Il n'est plus maréchal et redevient un simple monsieur Abdel Fattah al-Sissi, puisqu'il a déclaré qu'il quittait l'uniforme qu'il a porté pendant 44 ans. Et ce, pour continuer à servir et défendre la patrie autrement. « Je réponds à l'appel de larges franges de la population et déclare ma volonté de présenter ma candidature à la présidence », a déclaré ce mercredi Abdel Fattah al-Sissi, nous rapporte notre correspondant au Caire, Alexandre Buccianti. Et d'ajouter que l'Egypte fait face actuellement à de très graves problèmes économiques, sociaux, politiques et terroristes, ainsi qu'une ingérence régionale et étrangère.
Abdel Fattah al-Sissi a ajouté qu'il était inacceptable que des millions de jeunes soient chômeurs, ou que des malades ne reçoivent pas de soins adéquats, et que l'Egypte devait compter sur les aides et dons étrangers. L'Egypte doit, selon lui, retrouver sa grandeur et sa puissance, mais la tâche sera difficile. Et il a précisé : « Je ne peux pas faire de miracles et il faudra que les gouvernants et le peuple fassent des efforts ». Et puis, il a enfin déclaré que la scène politique restait ouverte à la participation de tous, sans exclusion, sauf ceux condamnés par la justice.
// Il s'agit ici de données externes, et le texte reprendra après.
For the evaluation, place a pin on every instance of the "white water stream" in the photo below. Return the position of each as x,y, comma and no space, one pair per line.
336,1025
Un militaire à l'Occidentale
Son portrait est devenu omniprésent en Égypte. Pourtant on ne sait que peu de choses de la personnalité et de la vie privée du candidat al-Sissi. Issu d’un milieu populaire, âgé de 59 ans, Abdel Fattah al-Sissi aura fait toute sa carrière au sein de l’institution militaire. Il a porté l’uniforme dès l’âge de 15 ans quand il était élève au collège secondaire de l’armée de l’air avant de rejoindre l’académie militaire pour devenir fantassin. Contrairement à son prédécesseur, le maréchal Tantawy formé à la soviétique, Sissi est un militaire à l’Occidentale, rappelle notre correspondant au Caire. Il a fait l’équivalent de diplômes de masters d’Etat major au Royaume uni et aux Etats-Unis. Il a aussi été à la tête du tout puissant service des renseignements militaires qui détient des dossiers sur tous les hauts gradés de l’armée.
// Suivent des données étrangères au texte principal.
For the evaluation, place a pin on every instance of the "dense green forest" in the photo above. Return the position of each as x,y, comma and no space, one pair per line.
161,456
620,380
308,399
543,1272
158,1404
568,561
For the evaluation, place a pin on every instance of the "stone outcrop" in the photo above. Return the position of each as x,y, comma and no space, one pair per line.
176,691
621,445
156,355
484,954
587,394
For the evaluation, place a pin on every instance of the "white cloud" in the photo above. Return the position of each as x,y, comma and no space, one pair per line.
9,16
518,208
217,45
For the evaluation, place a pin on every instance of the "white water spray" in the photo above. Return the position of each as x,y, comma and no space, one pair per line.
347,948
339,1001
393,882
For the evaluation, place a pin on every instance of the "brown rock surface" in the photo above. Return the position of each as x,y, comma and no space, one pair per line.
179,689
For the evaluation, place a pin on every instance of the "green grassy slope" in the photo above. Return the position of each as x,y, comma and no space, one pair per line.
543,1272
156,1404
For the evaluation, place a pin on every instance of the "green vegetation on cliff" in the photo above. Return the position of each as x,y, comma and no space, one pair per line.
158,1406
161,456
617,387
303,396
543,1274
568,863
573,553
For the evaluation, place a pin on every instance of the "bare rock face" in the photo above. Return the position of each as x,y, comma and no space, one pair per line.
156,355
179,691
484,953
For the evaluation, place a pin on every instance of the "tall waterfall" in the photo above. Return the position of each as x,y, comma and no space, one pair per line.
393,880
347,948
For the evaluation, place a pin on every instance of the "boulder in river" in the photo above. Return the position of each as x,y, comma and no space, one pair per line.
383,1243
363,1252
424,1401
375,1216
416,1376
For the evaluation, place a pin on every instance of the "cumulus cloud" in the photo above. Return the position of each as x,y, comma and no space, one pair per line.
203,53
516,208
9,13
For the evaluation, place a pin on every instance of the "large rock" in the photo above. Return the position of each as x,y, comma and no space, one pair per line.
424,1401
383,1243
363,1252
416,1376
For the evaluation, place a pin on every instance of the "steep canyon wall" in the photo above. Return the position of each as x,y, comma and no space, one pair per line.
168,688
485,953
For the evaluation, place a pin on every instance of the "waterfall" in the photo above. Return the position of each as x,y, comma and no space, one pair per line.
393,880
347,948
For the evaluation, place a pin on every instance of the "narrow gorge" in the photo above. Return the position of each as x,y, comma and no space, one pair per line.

Sissi est aussi très pieux. C’était même le plus pieux du Conseil suprême de l’armée, raison pour laquelle les Frères musulmans l’ont choisi à la tête de la Défense. A l’été 2012, il est nommé chef des armées par Mohamed Morsi qui veut alors se débarrasser de la vieille garde incarnée par le maréchal Tantaoui. Cette erreur lui sera fatale : moins d’un an plus tard, c’est ce même général Sissi qui le destituera, répondant à l’appel des millions d’anti-Morsi descendus dans la rue lors de la journée du 30 juin 2013.
Le sauveur de la Nation pour beaucoup d'Egyptiens
Al-Sissi incarne alors aux yeux d’un grand nombre d’Égyptiens la figure du sauveur de la nation, capable de tenir tête à la fois aux États-Unis et aux Frères musulmans. Depuis, les médias égyptiens n’ont cessé de cultiver l’image d’un nouveau Nasser garant de la sécurité et de la grandeur de l’Égypte. Pour les partisans de Mohamed Morsi, le candidat al-Sissi offre un tout autre visage, celui d’un dictateur sanguinaire qui aura mis derrière les barreaux plus de 10 000 opposants et provoqué la mort de plus d’un millier de personnes sous couvert de lutte contre le terrorisme.
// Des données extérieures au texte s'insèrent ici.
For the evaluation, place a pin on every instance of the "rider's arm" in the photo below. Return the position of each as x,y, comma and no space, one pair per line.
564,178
La date du scrutin, dont il est le grandissime favori, n'a pas encore été fixée, mais il devrait avoir lieu avant la fin juin, comme le prévoit la Constitution.
► Ce soir le Décryptage est consacré à l'Egypte avec Agnès Levallois, journaliste, consultante spécialiste du Moyen-Orient et des questions méditerranéennes, chargée de cours à l'ENA et à Sciences Po (18h10 TU / 19h10 HF)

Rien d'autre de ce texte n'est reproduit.